I got a wild hair to take Jack fishing yesterday. The only problem was that I had absolutely no fishing gear anymore. I got home from work at about 5:15 and got Jack loaded up and out the door about 5:30. First we headed over to Poppy's house since he had told us over the weekend he might have a fishing rod and reel down in his basement. He was home and after digging around in a corner, he pulled out two old looking rods and handed them to us.
One was the kind with the thumb button that I'm more used to, and the other was the kind where the metal bar is pushed over to reel the line in. Neither was in very good shape, so I went with the one that was more familiar to me. So now I had a rod and reel, but it didn't have a hook or weights or anything on it.
So our next stop was the small convenience store next to the house that recently opened. I knew they had live bait, so I was hoping they might have a few hooks and basic gear. Unfortunately, they only had bait, so we left there headed to the place that is on my short list of most hated places on the planet. Yes. We went to Walmart.
For some reason the lot was fairly empty, and we we got inside I discovered why. They're remodeling the Hermitage Walmart, so a lot of the stuff inside is missing. We headed back to the fishing area and bought a small quantity of #4 hooks and a couple of bright orange bobbers, which Jack immediately became enamored of. Then I started looking around for some bait.
I had my mind set on getting some crickets. I'm not sure why or even how well they'd work on the Stones River, which is where we were planning to go. As I wandered around a bit, I finally saw an employee standing there with his hands on his hips.
"Do you guys sell crickets," I asked?
"Nope. We sure don't."
"Really? I could have sworn I've seen crickets in here before. Do you know where I can get any around here?"
"Nope. I have no clue."
At this point he walks off and disappears down an aisle. I walk around a corner and there's the Walmart cricket cage, tucked off to one side of the sporting goods counter. I looked around angrily for a minute, but of course I saw no sign of the oh so helpful Wally World Idget. The cage was empty anyway.

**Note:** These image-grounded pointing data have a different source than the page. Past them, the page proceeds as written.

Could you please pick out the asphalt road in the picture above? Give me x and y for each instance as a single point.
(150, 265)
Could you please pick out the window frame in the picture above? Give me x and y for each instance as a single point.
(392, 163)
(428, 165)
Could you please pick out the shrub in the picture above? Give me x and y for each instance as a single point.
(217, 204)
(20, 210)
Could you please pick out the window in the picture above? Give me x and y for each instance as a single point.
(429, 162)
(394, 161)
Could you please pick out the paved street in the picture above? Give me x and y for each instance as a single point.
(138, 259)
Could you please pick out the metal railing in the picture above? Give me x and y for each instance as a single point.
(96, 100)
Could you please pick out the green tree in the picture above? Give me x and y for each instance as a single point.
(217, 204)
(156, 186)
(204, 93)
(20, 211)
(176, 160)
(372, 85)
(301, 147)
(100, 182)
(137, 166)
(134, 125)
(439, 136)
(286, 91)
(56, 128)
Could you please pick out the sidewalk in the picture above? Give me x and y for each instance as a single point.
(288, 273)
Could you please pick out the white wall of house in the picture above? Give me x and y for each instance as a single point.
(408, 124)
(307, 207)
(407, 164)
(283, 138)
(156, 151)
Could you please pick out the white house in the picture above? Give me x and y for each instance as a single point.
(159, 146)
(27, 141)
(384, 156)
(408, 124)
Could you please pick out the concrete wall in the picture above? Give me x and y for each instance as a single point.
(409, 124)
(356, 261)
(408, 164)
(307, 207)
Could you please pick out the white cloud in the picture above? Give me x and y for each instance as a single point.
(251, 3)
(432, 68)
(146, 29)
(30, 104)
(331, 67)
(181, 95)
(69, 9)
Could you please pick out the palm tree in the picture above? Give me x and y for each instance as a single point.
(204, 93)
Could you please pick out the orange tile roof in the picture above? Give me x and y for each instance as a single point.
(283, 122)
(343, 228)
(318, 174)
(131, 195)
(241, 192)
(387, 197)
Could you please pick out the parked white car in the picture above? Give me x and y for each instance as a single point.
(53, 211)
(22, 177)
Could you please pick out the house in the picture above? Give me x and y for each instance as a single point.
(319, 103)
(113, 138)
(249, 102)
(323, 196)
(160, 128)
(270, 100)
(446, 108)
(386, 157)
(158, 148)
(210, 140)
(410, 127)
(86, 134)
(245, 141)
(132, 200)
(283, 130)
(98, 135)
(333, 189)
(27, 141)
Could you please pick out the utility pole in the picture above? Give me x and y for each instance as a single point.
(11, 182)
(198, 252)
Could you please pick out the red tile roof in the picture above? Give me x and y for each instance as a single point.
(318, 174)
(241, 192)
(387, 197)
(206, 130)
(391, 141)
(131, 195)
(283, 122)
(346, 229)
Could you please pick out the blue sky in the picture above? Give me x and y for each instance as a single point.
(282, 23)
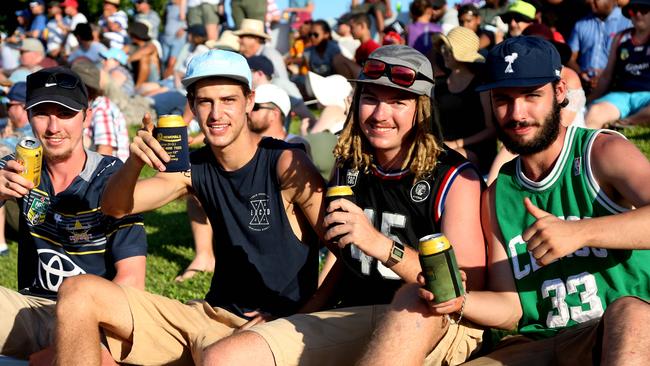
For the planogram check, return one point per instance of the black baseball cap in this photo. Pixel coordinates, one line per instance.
(58, 85)
(520, 62)
(261, 63)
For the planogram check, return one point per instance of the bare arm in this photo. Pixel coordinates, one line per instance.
(606, 77)
(461, 224)
(131, 271)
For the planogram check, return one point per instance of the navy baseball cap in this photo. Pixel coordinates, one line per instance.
(18, 92)
(520, 62)
(58, 85)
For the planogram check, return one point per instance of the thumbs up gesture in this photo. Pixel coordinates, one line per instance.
(550, 238)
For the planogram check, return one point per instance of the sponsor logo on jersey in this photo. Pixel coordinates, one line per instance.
(260, 212)
(420, 191)
(351, 177)
(54, 267)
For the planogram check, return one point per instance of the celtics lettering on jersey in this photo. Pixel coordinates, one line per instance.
(578, 287)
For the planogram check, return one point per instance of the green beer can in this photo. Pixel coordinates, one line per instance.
(440, 269)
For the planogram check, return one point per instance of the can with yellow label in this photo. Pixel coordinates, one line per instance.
(440, 268)
(171, 133)
(29, 154)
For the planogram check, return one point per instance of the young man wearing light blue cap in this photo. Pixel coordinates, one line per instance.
(567, 233)
(261, 196)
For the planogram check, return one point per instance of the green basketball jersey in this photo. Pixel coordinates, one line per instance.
(578, 287)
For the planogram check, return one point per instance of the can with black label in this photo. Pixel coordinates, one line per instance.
(29, 154)
(337, 192)
(440, 268)
(171, 133)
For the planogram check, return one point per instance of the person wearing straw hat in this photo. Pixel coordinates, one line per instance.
(263, 199)
(398, 169)
(464, 113)
(566, 230)
(252, 42)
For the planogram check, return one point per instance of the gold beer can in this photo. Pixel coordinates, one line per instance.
(29, 154)
(440, 268)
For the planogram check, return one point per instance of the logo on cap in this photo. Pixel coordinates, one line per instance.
(510, 59)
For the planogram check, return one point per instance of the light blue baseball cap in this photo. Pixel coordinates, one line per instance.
(218, 63)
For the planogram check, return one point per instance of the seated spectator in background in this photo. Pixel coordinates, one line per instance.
(173, 37)
(343, 36)
(143, 55)
(592, 39)
(623, 91)
(252, 42)
(319, 57)
(144, 12)
(62, 231)
(262, 71)
(360, 24)
(116, 37)
(465, 124)
(520, 15)
(269, 115)
(469, 17)
(106, 133)
(39, 20)
(114, 63)
(72, 18)
(32, 58)
(443, 15)
(88, 47)
(421, 29)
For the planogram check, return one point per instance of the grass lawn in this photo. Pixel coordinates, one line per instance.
(171, 248)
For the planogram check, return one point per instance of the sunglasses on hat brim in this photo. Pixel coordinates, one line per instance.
(398, 74)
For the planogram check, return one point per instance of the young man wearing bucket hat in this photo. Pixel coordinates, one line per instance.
(391, 155)
(567, 250)
(622, 96)
(63, 233)
(261, 196)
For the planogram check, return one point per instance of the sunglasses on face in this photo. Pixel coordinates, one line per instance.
(634, 9)
(257, 107)
(61, 80)
(400, 75)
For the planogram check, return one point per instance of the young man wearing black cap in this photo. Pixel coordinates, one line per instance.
(63, 232)
(263, 199)
(407, 185)
(566, 229)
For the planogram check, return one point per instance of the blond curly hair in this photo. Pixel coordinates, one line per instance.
(422, 157)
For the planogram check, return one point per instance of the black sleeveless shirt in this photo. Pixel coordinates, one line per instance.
(260, 263)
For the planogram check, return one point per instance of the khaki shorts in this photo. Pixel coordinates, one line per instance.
(166, 331)
(26, 323)
(339, 337)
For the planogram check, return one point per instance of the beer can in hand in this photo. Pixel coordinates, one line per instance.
(440, 269)
(29, 154)
(171, 133)
(337, 192)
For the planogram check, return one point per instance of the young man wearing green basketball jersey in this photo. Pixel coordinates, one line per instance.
(562, 234)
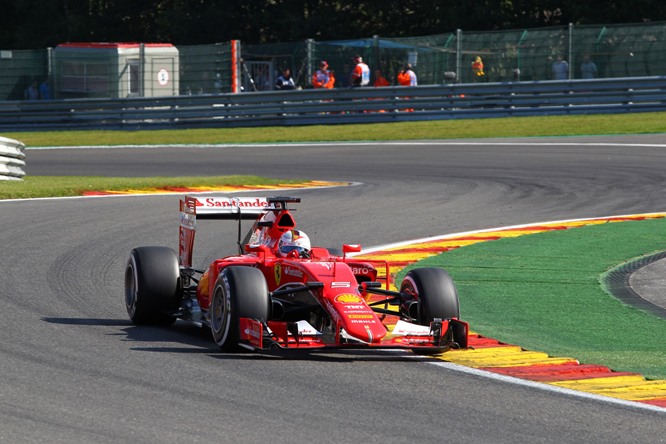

We paid for the hooks and bobbers and drove back to the house. I remembered I didn't have a license yet. I bought a Davidson County license online for 8 bucks and printed it out and put it in my wallet. Now we just needed bait. By this point it was a little after 7, so we were running out of daylight.
We drove back to the Circle B by the house and checked out their live bait situation. I told Jack we needed worms so he assumed I meant gummy worms and immediately ran over to that section to check them out and make a selection. The store had a few containers of nightcrawlers for about $2.50, and a smaller container of what looked like grubs for about a buck twenty-nine. I went with the cheaper option, grabbed a Diet Coke, and finally headed for the dam.
We got to the parking lot at the foot of the dam about 7:30. Jack calls it "The Waterfalls" because he thinks "dam" is a bad word and shouldn't say it. All four flood gates were open yesterday, so it did look like waterfalls. We headed down to the water and I put a hook on the line with the knot that I remembered my Uncle Sammy teaching me about 35 years ago. Then I put a bobber on and pulled out the bait.
Honestly, I wasn't really sure what these things were at the time. I thought they were grubs or something but they looked and felt more like centipedes since they had lots of legs. I finally found them online and they were mealworms, which are beetle larvae. I put one on a hook and went to cast it.
That's when I found out how bad of shape this old rod and reel were. The line wouldn't come out smooth so it was almost hopeless to try to cast it. It also only had about 25 feet of line left in it. So I ended up using it basically like an old cane pole and throwing it out as far as I could. Apparently the spot we chose was in an eddy, since the bait would drift upstream and back to the shore in about two minutes each time.
At this point though, I was just glad to actually be fishing. I let Jack hold it most of the time, but he has a hard time standing still so the bobber would wind up heading back towards us even faster. He also discovered that it's much more fun to throw rocks in the water than to stand there watching a bobber. Still, he had fun and wants to do it again.
No one seemed to be catching many fish that I could see. Two Mexican guys were sitting about 35 feet down the bank from us, and one of them was fishing with just a hook on a line wrapped around a plastic bottle. He pulled in a bass that was longer than my hand at least. It was a pretty fish. A few minutes later he pulled in a very small bream.
After about a half hour of watching the bobber drift back and forth, we loaded back up in the car and headed home just as it was getting dark. Our next step is to get on of the 12 dollar rod and reels from Wally World so we can actually cast out into the channel a bit. I put the remaining mealworms next to the turtle at home and when Marissa came home I said "Don't look at it!" It was too late though, she already had.